I need to run a query, that select two columns from a big table (3m+ rows, with selecting two columns, the result set is around 6-7m) and returns a list. So I used union to merge the columns into a list and also to eliminate duplicates. The problem is that I cant return the result in one query, I need to partition it, so I applied a LIMIT ?,?
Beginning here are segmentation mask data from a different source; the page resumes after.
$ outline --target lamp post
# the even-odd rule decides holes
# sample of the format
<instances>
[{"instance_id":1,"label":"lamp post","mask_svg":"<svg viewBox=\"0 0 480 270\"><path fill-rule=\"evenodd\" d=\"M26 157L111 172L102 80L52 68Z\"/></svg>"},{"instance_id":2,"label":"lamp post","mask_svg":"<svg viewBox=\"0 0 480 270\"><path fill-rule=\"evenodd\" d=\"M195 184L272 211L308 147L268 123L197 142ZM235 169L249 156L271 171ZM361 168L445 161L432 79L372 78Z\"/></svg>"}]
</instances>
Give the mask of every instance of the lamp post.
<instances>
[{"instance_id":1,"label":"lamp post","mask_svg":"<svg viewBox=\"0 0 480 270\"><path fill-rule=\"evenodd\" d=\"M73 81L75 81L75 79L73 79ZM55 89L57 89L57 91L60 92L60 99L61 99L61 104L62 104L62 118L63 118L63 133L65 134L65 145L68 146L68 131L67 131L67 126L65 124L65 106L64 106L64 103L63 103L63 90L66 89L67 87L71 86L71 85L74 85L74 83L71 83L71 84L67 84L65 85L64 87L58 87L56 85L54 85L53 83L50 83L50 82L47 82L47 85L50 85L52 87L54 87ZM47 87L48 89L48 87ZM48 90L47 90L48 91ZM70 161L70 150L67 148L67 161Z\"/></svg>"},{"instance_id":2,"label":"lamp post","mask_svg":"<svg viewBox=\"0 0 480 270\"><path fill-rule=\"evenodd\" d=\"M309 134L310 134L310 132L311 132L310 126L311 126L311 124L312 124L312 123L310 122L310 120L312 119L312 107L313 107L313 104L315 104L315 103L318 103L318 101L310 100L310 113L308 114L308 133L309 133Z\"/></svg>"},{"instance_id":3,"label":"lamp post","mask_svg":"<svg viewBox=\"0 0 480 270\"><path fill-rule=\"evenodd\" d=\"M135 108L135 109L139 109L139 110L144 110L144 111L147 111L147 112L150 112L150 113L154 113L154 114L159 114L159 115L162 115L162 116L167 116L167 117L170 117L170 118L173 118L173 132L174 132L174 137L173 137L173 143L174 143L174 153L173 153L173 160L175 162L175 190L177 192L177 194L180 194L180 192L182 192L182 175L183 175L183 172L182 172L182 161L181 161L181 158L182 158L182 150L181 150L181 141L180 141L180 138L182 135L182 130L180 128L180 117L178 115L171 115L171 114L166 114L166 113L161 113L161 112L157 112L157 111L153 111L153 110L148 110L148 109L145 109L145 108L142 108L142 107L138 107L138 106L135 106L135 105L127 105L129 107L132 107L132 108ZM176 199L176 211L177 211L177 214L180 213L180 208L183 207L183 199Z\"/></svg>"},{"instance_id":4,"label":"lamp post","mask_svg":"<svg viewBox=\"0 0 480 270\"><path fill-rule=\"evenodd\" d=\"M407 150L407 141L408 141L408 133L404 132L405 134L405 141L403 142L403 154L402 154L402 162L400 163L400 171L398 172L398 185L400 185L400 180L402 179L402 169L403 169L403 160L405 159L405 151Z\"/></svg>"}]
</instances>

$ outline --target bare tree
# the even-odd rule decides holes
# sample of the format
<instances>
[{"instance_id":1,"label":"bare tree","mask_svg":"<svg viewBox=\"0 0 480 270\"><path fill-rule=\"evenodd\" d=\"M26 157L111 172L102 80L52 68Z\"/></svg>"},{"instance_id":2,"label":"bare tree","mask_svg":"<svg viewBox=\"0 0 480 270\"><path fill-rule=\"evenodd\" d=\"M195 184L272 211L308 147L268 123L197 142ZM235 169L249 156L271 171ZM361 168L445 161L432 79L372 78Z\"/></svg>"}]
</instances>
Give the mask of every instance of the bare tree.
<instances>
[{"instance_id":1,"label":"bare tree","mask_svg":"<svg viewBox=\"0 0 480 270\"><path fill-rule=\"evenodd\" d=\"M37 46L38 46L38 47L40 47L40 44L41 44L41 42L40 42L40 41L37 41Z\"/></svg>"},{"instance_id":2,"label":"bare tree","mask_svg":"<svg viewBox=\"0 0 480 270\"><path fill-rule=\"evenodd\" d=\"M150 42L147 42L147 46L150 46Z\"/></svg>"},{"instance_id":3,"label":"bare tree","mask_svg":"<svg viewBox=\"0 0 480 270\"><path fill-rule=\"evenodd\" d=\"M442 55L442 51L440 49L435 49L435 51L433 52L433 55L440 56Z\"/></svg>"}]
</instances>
to the subqueries, which the application layer sets via Prepared Statements.
SELECT val
FROM
(
(SELECT fs.smr as val
FROM `fr_search` as fs
ORDER BY val LIMIT ?,?)
UNION
(SELECT fs.dmr as val
FROM `fr_search` as fs
ORDER BY val LIMIT ?,?)
) as vals
GROUP BY val
The problem: The union eliminates the duplicates, but only after the LIMIT is applied. Meaning If the two query returns 100+100=200 rows and most of them is a duplicate, I only return <200 rows. How can I apply a limit to such a query, that I can return a specific amount of rows? (If I apply the LIMIT after the subqueries, It will take more than two minutes to run, so It will not solve the problem. )
You don't actually need a subquery for this. The following will work for the first 100 rows:
(SELECT DISTINCT fs.smr as val
FROM `fr_search` as fs
ORDER BY val
LIMIT 100
)
UNION
(SELECT DISTINCT fs.dmr as val
FROM `fr_search` as fs
ORDER BY val
LIMIT 100
)
ORDER BY val
LIMIT 100;
However, once you start putting in offset, it gets more complicated. For the next 100 rows:
(SELECT DISTINCT fs.smr as val
FROM `fr_search` as fs
ORDER BY val
LIMIT 200
)
UNION
(SELECT DISTINCT fs.dmr as val
FROM `fr_search` as fs
ORDER BY val
LIMIT 200
)
ORDER BY val
LIMIT 100, 100;
The problem is that you don't know where the second set will come from.
If you actually need to page through the result set, I would suggest that you store it in a temporary table and page off of the temporary table.